While major telecommunications infrastructure companies hit by the general spending slowdown are refocusing on tried-and-true technologies, smaller vendors are pressing ahead with next-generation networking, particularly optical communications.
Optical switches remain expensive—costing up to $1 million each—and most industry observers argue that “pure” optical switching is neither available nor practical today. But, increasingly, optical components are making their way into metropolitan area networks and long-haul transport as standardization in wave division multiplexing becomes a reality.
Most switches categorized as optical today still encompass electrical switching at the core. “Theres a lot of functionality you lose with optical at the core,” said Andy McCormick, an analyst at Aberdeen Group Inc., in Boston. Although optics have advanced to the point of maximizing raw throughput, the technology is not useful for measuring traffic, McCormick said.
“The issue is, how do you apply the services like QOS [quality of service], like security,” said Peter Alexander, vice president of enterprise marketing at Cisco Systems Inc., in San Jose, Calif. “You generally want to be in the electrical domain to manipulate the data stream and to analyze the data stream.”
A study released last week by Aberdeen Group reports that market demand has shifted to next-generation technologies and that the smaller equipment vendors are best positioned to meet the demand. “Clearly the market is ready for these kinds of switches,” McCormick said.
Legacy switch makers are not so sure, however. In April, Cisco took its ONS 15900 wavelength router off the shelf on the grounds that service providers are not ready to deploy products that require such extensive change in network architecture.
“In the short to medium term, the market does not need the capacity that the optical switches promise,” Alexander said. “As the market matures, Cisco would likely participate in it and would likely do so through acquisitions.”
According to Aberdeen Group, the optical networking industry is shaping into two broad categories: STS-1 switching, optimized for the edge of the network, where traffic varies, and STS-48 switching, optimized for large data traffic, including long-haul backbone networks.
Companies such as Ciena Corp., Sycamore Networks Inc. and TeraBurst Networks are leaders in the STS-1 camp, and Tellium Inc. and Altamar Networks lead the STS-48 camp, according to Aberdeen.

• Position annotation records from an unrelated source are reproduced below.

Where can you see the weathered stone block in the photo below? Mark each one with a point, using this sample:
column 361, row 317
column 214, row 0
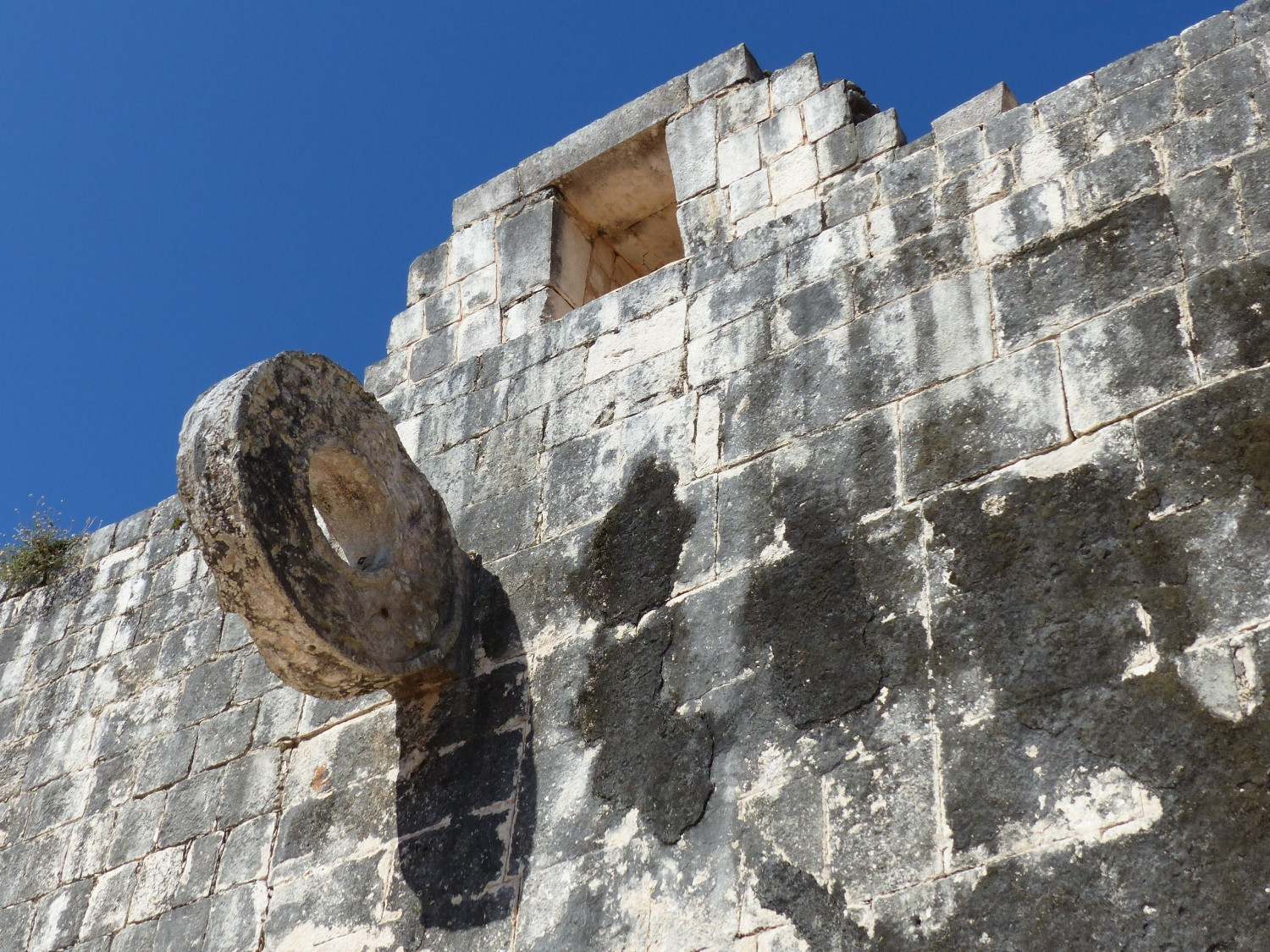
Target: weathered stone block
column 1008, row 129
column 914, row 266
column 1138, row 69
column 1219, row 134
column 988, row 418
column 728, row 69
column 1229, row 310
column 690, row 141
column 1208, row 218
column 826, row 111
column 975, row 112
column 795, row 83
column 490, row 195
column 1124, row 360
column 1114, row 178
column 879, row 134
column 1074, row 276
column 744, row 106
column 1021, row 220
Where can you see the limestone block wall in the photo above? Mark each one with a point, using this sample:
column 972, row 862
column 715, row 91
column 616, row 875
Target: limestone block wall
column 888, row 573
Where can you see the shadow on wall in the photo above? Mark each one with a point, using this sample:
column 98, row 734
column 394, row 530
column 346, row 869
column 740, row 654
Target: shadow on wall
column 467, row 791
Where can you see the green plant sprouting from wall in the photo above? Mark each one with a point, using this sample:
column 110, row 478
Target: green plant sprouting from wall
column 40, row 550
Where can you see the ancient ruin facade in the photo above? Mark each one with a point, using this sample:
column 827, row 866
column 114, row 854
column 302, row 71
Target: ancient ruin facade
column 855, row 543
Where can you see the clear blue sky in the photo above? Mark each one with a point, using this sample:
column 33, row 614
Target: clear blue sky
column 188, row 188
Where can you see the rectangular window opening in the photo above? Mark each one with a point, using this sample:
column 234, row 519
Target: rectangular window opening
column 619, row 218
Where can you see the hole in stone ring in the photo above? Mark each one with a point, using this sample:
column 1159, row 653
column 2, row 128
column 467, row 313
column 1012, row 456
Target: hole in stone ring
column 352, row 509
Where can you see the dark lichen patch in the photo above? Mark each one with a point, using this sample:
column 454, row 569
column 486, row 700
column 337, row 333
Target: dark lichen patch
column 1046, row 574
column 465, row 766
column 1209, row 444
column 1231, row 312
column 808, row 614
column 634, row 555
column 818, row 913
column 650, row 757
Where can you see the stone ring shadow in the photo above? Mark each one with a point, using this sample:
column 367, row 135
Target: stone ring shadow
column 467, row 790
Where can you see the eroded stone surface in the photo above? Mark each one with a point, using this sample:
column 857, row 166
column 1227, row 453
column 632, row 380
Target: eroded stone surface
column 320, row 531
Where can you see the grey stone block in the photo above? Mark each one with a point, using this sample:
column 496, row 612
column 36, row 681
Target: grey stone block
column 1208, row 38
column 744, row 106
column 502, row 525
column 1076, row 274
column 914, row 266
column 1123, row 360
column 826, row 111
column 1138, row 69
column 488, row 197
column 972, row 424
column 108, row 905
column 388, row 373
column 198, row 870
column 1229, row 310
column 962, row 150
column 1251, row 18
column 167, row 761
column 1208, row 218
column 837, row 151
column 182, row 928
column 190, row 809
column 427, row 274
column 1114, row 178
column 919, row 339
column 224, row 736
column 246, row 852
column 58, row 916
column 207, row 690
column 132, row 530
column 897, row 223
column 879, row 134
column 1254, row 172
column 1008, row 129
column 795, row 83
column 544, row 168
column 848, row 198
column 1140, row 113
column 139, row 937
column 235, row 919
column 690, row 141
column 136, row 827
column 1021, row 220
column 1222, row 78
column 975, row 112
column 911, row 174
column 1067, row 103
column 1219, row 134
column 728, row 69
column 251, row 784
column 442, row 309
column 432, row 355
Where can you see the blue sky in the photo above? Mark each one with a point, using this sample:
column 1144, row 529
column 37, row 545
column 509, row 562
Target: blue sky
column 185, row 190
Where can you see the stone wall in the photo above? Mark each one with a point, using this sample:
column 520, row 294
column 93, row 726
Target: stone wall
column 886, row 574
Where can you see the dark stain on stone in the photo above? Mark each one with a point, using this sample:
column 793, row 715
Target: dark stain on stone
column 467, row 790
column 815, row 911
column 635, row 553
column 1046, row 584
column 650, row 758
column 807, row 617
column 1231, row 317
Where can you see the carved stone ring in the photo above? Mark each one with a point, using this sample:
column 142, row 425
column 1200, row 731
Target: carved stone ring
column 320, row 530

Future networking, according to many industry observers, will likely include combinations of pure optical switching and optical switching with electrical switching at the core. Tellium, in Oceanport, N.J., for one, is developing an all-optical switch that will enable carriers to support pure wavelength routing and circuit switching. Today, Tellium offers an optical-electrical- optical switch with core grooming.
TeraBurst is awaiting a patent on its wavelength-level switching systems, which are based on millimeter wave technology, rather than electrical mechanics, at the core. Altamar, meanwhile, is developing a scalable transport system for the long-distance optical network, capable of supporting more than 16,000 ports.